- Leader: Rex Connor Jnr
- Founded: 1988
- Dissolved: 2005
- Headquarters: Wollongong NSW 2500
- Ideology: Australian nationalism Populism

Website
- n/a

= Advance Australia Party (1988) =

The Advance Australia Party (AAP), founded in 1988 as the Rex Connor Labor Party, was a minor political party in Australia. It was a populist party founded on a platform of Australian nationalism.

==History==
The party was founded in 1988 by Rex Connor Jr, the son of former Whitlam government minister, Rex Connor, after leaving the Australian Labor Party. The party was formed in opposition to the embracing of social and economic liberalism by the Liberal and Labor parties. It was registered on 14 July 1989, but deregistered by the Australian Electoral Commission on 5 December 2005 for failing to endorse a candidate in the previous four years.

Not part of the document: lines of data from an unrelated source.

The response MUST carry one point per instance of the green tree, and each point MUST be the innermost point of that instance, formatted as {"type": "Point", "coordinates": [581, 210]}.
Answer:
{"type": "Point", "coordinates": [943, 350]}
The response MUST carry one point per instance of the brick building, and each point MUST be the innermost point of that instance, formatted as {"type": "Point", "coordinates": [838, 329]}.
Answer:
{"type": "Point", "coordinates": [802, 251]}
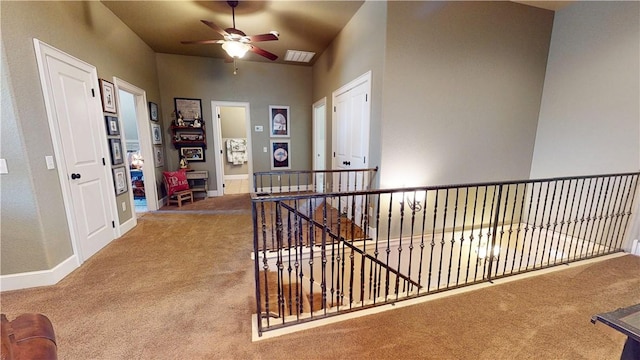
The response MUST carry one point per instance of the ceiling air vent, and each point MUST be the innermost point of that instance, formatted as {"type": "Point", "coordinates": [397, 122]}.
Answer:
{"type": "Point", "coordinates": [298, 56]}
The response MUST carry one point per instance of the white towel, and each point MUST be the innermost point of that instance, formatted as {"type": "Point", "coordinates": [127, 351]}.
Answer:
{"type": "Point", "coordinates": [237, 151]}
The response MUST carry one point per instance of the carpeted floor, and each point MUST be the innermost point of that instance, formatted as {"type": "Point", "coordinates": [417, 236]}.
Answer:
{"type": "Point", "coordinates": [180, 286]}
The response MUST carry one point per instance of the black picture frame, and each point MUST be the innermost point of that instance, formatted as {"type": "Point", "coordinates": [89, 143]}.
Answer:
{"type": "Point", "coordinates": [190, 109]}
{"type": "Point", "coordinates": [113, 127]}
{"type": "Point", "coordinates": [280, 154]}
{"type": "Point", "coordinates": [153, 111]}
{"type": "Point", "coordinates": [195, 153]}
{"type": "Point", "coordinates": [117, 157]}
{"type": "Point", "coordinates": [120, 180]}
{"type": "Point", "coordinates": [108, 95]}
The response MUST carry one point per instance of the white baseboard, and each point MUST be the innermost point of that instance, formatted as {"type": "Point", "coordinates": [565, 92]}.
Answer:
{"type": "Point", "coordinates": [236, 177]}
{"type": "Point", "coordinates": [39, 278]}
{"type": "Point", "coordinates": [128, 225]}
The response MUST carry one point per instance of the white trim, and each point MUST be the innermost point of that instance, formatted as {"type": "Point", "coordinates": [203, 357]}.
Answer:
{"type": "Point", "coordinates": [217, 142]}
{"type": "Point", "coordinates": [128, 225]}
{"type": "Point", "coordinates": [44, 50]}
{"type": "Point", "coordinates": [364, 78]}
{"type": "Point", "coordinates": [39, 278]}
{"type": "Point", "coordinates": [237, 177]}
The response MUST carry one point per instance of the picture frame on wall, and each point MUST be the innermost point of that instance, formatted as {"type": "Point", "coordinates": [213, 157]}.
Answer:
{"type": "Point", "coordinates": [279, 121]}
{"type": "Point", "coordinates": [158, 156]}
{"type": "Point", "coordinates": [192, 153]}
{"type": "Point", "coordinates": [156, 134]}
{"type": "Point", "coordinates": [190, 109]}
{"type": "Point", "coordinates": [115, 145]}
{"type": "Point", "coordinates": [280, 154]}
{"type": "Point", "coordinates": [120, 180]}
{"type": "Point", "coordinates": [108, 95]}
{"type": "Point", "coordinates": [153, 111]}
{"type": "Point", "coordinates": [113, 128]}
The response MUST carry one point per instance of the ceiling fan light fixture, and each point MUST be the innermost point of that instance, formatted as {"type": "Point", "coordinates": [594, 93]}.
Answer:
{"type": "Point", "coordinates": [298, 56]}
{"type": "Point", "coordinates": [236, 49]}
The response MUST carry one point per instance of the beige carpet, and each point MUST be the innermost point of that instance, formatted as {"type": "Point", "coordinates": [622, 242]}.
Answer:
{"type": "Point", "coordinates": [180, 286]}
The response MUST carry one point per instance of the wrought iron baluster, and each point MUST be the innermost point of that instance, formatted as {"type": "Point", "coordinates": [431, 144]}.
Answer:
{"type": "Point", "coordinates": [442, 242]}
{"type": "Point", "coordinates": [464, 219]}
{"type": "Point", "coordinates": [397, 282]}
{"type": "Point", "coordinates": [453, 237]}
{"type": "Point", "coordinates": [473, 220]}
{"type": "Point", "coordinates": [422, 245]}
{"type": "Point", "coordinates": [433, 244]}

Connor contested the 1990 federal election in the seat of Cunningham and received 12.8% of the vote, contesting Throsby in 1993 and received 10.48% of the vote. The party last contested a federal election in 2001.

As of 2006, the president of AAP was Rex Connor Jr.

==New South Wales party==
A party of the same name was formed in 2019 to contest the New South Wales state election. According to its website, the leader was Ray Brown, a former deputy mayor of The Hills Shire Council. Brown was also leader of the Building Australia Party.